John Perdew, a Harvard senior working for SNNC, has discovered that it is common practice for Georgia police to deprive integration workers of liberty without the "due process of law" guaranteed by the Constitution, and to subject them to cruel and unusual punishment prohibited by the Constitution. Young girls are held incommunicado in rooms lacking either ventilation or sanitary facilities; demonstrators are drenched with high pressure fire hoses and then burned with electric cattle prods; SNCC workers are beaten to unconsciousness while being taken to jail to be arraigned on completely imaginary charges.

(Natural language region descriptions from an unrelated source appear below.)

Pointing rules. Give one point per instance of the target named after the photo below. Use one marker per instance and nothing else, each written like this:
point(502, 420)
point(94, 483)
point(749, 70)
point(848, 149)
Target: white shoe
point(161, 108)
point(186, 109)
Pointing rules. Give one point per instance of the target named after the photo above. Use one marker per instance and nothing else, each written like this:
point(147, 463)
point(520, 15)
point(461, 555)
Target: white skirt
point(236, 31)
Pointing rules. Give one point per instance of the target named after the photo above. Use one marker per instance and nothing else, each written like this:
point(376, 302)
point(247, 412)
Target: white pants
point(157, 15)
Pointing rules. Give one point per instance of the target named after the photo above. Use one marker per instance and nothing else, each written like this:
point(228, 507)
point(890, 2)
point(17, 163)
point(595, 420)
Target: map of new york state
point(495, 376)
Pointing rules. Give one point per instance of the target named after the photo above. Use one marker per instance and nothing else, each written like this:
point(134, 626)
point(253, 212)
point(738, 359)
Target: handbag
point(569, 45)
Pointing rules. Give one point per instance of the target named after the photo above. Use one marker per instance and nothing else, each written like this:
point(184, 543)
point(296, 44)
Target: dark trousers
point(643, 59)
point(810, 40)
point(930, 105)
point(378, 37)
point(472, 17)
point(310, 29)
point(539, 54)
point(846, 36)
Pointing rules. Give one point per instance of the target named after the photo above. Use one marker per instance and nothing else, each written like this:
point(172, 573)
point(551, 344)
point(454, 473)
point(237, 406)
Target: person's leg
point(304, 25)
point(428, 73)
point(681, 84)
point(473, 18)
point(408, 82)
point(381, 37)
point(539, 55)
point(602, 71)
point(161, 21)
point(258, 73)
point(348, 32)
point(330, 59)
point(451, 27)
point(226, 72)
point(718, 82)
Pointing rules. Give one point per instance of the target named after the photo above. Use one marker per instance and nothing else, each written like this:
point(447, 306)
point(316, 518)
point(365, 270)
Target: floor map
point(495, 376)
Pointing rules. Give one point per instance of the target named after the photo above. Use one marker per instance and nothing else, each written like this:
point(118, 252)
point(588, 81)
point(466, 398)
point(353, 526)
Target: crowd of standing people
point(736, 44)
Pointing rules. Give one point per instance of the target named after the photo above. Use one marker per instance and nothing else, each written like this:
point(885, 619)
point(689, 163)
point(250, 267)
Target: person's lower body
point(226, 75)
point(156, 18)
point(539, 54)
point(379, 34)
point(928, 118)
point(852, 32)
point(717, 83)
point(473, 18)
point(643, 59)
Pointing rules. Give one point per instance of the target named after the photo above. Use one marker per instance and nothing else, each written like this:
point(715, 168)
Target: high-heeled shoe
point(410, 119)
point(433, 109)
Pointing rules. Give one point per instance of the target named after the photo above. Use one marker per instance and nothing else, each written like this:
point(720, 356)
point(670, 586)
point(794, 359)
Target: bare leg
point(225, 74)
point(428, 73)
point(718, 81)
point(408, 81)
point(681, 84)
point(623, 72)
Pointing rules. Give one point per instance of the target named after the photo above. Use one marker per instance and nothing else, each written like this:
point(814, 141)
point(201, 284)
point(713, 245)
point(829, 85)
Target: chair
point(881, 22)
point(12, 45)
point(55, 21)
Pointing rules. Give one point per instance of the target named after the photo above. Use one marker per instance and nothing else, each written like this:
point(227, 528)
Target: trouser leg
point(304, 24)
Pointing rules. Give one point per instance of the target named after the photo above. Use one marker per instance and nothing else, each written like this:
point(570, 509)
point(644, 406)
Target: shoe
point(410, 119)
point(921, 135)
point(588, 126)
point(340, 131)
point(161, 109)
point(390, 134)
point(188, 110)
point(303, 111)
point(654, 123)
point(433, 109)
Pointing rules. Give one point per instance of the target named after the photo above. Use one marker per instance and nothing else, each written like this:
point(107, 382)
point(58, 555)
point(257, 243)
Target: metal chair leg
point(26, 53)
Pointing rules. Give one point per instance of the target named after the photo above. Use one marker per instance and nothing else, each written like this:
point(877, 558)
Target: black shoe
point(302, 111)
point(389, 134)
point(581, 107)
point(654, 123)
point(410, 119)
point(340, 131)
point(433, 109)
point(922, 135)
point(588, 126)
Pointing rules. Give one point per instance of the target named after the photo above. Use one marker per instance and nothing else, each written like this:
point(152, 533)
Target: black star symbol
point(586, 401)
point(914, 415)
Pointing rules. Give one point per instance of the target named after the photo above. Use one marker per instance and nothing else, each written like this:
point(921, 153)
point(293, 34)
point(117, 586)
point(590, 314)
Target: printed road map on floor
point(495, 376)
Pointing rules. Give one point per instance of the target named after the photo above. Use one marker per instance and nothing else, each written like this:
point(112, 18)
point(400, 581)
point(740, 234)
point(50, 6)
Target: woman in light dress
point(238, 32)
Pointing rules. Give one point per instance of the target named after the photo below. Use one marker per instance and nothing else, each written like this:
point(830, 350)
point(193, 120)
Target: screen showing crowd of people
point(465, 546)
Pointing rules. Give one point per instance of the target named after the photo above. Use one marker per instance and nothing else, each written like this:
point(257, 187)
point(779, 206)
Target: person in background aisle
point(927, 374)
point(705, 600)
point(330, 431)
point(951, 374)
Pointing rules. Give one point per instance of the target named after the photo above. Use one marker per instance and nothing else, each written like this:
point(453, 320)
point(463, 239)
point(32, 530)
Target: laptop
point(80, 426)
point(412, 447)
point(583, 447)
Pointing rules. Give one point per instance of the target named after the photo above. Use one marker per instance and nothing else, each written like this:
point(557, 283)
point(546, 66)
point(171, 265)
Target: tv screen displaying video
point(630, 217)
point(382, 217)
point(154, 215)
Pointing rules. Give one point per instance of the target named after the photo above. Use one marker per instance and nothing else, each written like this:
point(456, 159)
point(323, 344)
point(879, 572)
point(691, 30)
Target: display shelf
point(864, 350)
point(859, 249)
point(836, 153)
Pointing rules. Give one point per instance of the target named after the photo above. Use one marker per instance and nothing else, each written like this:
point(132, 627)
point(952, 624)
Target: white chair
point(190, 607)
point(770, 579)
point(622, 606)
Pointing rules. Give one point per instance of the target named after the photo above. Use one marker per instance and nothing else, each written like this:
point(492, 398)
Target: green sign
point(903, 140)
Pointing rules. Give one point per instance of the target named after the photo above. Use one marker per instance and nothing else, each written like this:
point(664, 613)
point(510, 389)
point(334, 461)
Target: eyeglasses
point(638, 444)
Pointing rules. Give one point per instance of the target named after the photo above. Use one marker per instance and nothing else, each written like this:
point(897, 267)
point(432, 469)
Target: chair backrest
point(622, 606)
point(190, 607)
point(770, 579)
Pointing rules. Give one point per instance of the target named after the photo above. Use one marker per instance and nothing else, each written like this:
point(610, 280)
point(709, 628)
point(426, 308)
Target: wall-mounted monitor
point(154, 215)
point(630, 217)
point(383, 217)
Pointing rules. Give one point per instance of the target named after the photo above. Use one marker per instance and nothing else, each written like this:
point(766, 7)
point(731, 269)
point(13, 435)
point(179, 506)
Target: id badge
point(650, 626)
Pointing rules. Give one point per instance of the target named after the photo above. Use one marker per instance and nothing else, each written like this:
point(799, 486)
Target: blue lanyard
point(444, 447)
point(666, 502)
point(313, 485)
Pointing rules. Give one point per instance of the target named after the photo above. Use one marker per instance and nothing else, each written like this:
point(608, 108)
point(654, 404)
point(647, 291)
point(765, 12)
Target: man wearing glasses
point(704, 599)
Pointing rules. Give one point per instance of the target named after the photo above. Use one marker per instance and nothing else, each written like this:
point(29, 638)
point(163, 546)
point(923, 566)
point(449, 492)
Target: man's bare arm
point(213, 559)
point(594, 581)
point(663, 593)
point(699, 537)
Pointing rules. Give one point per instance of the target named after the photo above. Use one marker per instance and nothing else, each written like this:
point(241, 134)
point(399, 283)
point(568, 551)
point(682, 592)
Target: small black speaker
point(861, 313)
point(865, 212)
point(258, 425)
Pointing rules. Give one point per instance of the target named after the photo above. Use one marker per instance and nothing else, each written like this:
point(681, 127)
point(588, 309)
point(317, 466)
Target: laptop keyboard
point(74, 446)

In addition to this crude sort of lawlessness by police, three Southern governors have openly defied both the Constitution and the Federal Government, forcing the President to use Federal troops to restore order.
Against his disgraceful background of contempt for the moral and legal foundations of this democracy, the offenses of the Albany Movement leaders seem trivial technicalities. Yet it is they whom the Government has decided to pursue; the nearly countless instances of police brutality have not attracted the Attorney General's attention. They are not, apparently, "matters of serious Federal legal concern." Governors Wallace and Barnett remain firmly in office despite flagrant contempt of the Federal courts.
These indictments will and must raise doubts in the minds of the Negroes of Albany and the nation about the Attorney General's determination to secure equal justice for all citizens. This destructive action can only serve to thwart, rather than serve, the cause of justice in the South. It merits the sharpest criticism.